Nathalia Henrich acredita que as diversas instituições envolvidas no lançamento estão cumprindo com seu papel cívico de promover o conhecimento, acercar o público brasileiro não apenas de documentos que são fonte para a história do país, mas também enriquecido da pesquisa séria e rigorosa que acompanha.
— Nós concretizamos assim o desejo do nosso fundador, o historiador e diplomata Manuel de Oliveira Lima, quando decidiu doar sua biblioteca à Universidade Católica da América, aqui em Washington, e criar um espaço de difusão do conhecimento sobre a história e sobre a cultura do Brasil nos Estados Unidos, que irradiaria de volta para o Brasil e também iluminaria o mundo — ressaltou em sua fala na sessão solene.
A diretora da biblioteca Oliveira Lima ressaltou a importância da obra para o Brasil em meio ao momento de crise política e de pandemia.
— Vivendo uma tragédia humanitária em que há crises políticas e crises institucionais tamanhas, parecia até que falar do passado era um exercício vão, fútil, quando o presente é urgente e o futuro é permeado pela incerteza. Mas eu creio que o conhecimento, em especial o conhecimento histórico, que vem sendo tão maltratado no debate público, nunca foi tão importante como neste exato momento em que nós lutamos contra a epidemia ainda do covid-19, é importante lembrar, mas, ao mesmo tempo, travamos uma batalha contra a epidemia de desinformação que tantos danos tem gerado no nosso País -, observou.
Histórias da época
Heloísa Sterling, professora da Universidade Federal de Minas Gerais e uma das autoras da obra, lembrou em sua fala durante a sessão que os panfletos reunidos na obra mostram que, na efervescência daqueles anos, eles eram materiais acessíveis a todos.
— Você pode surpreender a cidade inteira numa única manhã. Você vai lá, prega o panfleto com cera de abelha na parede e na porta de uma residência, nos lugares de maior circulação de pessoas, mas os panfletos também podem ser distribuídos de mão em mão. E, numa sociedade como a brasileira em que largas parcelas da população eram pouco instruídas ou nem mesmo letradas, os panfletos davam a volta aos obstáculos e baixavam os grandes temas da conjuntura ao nível das ruas. Eles eram lidos em voz alta também na porta das igrejas, nas lojas, nas tabernas, nas casas de alcouce, que são os prostíbulos, nas reuniões públicas, nas praças. Olha que legal: um grande debate sobre as visões e os projetos de Brasil — lembrou a professora.
Para o jornalista e escritor Eduardo Bueno, membro da Comissão Especial Curadora do Senado, uma celebração da independência dessa grandeza não é feita só pelo Poder Executivo, Legislativo e Judiciário.
— É feita por nós da sociedade civil, por nós! Nós somos agentes históricos. Nós temos que exercer a nossa cidadania e nós, nós, que temos essa responsabilidade.
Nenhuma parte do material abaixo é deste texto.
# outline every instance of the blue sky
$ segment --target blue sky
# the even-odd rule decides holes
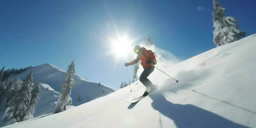
[[[256,29],[256,1],[219,0],[247,35]],[[108,54],[109,35],[127,33],[134,44],[150,34],[158,47],[181,60],[215,47],[211,0],[0,1],[0,66],[21,68],[51,63],[118,88],[132,78]],[[131,49],[132,51],[132,49]]]

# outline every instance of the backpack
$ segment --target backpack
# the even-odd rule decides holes
[[[156,54],[152,50],[147,50],[147,51],[148,51],[150,53],[150,54],[151,54],[152,56],[155,56],[155,60],[154,60],[154,61],[152,62],[153,65],[155,65],[157,63],[156,61],[156,57],[157,57],[157,56],[156,56]],[[143,53],[145,57],[150,58],[149,57],[146,56],[144,51],[143,52]]]

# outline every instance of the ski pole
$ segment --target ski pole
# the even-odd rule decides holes
[[[170,75],[167,74],[166,73],[165,73],[164,71],[163,71],[162,70],[161,70],[159,68],[158,68],[157,67],[156,67],[155,65],[151,64],[152,65],[153,65],[154,67],[155,67],[155,68],[156,68],[157,69],[159,70],[161,72],[162,72],[163,73],[164,73],[164,74],[167,75],[168,77],[170,77],[170,78],[173,79],[174,81],[176,81],[176,83],[179,83],[179,80],[176,79],[173,77],[172,77],[172,76],[170,76]]]
[[[128,74],[128,67],[126,67],[126,71],[127,71],[127,74]],[[127,78],[128,78],[128,80],[129,80],[129,77],[128,77],[127,75]],[[130,86],[130,92],[132,92],[131,84],[129,86]]]

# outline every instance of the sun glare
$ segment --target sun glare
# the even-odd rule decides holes
[[[112,52],[118,58],[127,58],[132,51],[132,41],[127,36],[120,36],[111,40]]]

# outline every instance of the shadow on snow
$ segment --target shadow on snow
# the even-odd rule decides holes
[[[153,108],[172,119],[179,128],[247,127],[191,104],[173,104],[161,93],[152,94],[149,97],[153,100]]]

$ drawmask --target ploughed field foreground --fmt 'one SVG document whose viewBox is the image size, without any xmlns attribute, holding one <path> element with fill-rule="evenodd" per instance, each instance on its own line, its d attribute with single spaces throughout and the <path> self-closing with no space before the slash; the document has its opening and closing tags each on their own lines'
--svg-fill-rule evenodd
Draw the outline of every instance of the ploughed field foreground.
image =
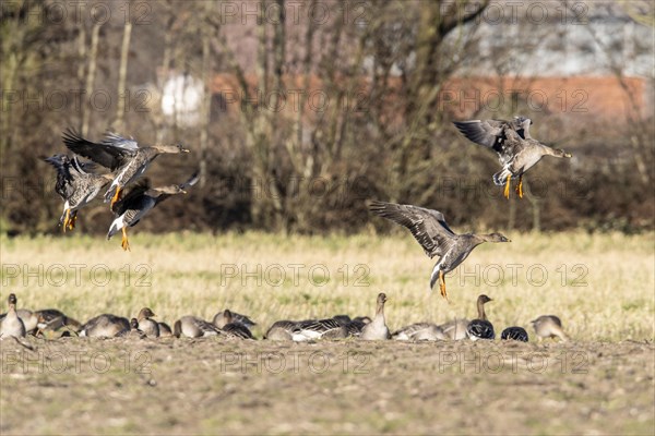
<svg viewBox="0 0 655 436">
<path fill-rule="evenodd" d="M 497 335 L 523 326 L 531 342 L 5 339 L 0 431 L 653 434 L 653 234 L 509 237 L 446 276 L 450 304 L 428 292 L 433 263 L 406 232 L 135 233 L 128 253 L 82 232 L 2 237 L 2 312 L 10 292 L 81 322 L 227 307 L 261 339 L 277 319 L 372 316 L 379 292 L 392 331 L 471 319 L 485 293 Z M 529 320 L 546 314 L 569 342 L 534 341 Z"/>
</svg>

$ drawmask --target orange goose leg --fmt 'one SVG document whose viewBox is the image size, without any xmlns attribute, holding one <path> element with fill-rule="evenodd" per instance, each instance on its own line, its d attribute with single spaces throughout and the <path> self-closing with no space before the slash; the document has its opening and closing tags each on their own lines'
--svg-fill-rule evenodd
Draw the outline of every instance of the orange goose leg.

Já que estamos nesta Comissão, nós temos a obrigação de fazer com que isso chegue aos alunos e chegue com uma história libertária, uma história envolvente, uma história que apaixone e uma história que leve à reflexão, porque o único jeito de construir um país menos injusto do que este é com o conhecimento – salientou em seu discurso.
Também fizeram uso da palavra o presidente do Instituto Brasileiro de Estudos Políticos, Francis Bogossian e o presidente da Sociedade Brasileira para o Progresso da Ciência, Ildeu Moreira. A sessão contou com a presença virtual de senadores e da Diretora-Geral do Senado Federal, Ilana Trombka, que também compõe a Comissão Especial.
Os textos foram disponibilizados, em formato facsimilar, ao Senado por meio do acordo de parceria com a Biblioteca Oliveira Lima. O acordo de colaboração foi firmado em evento on-line no último dia 17 de agosto, a partir da iniciativa da Comissão Especial Curadora.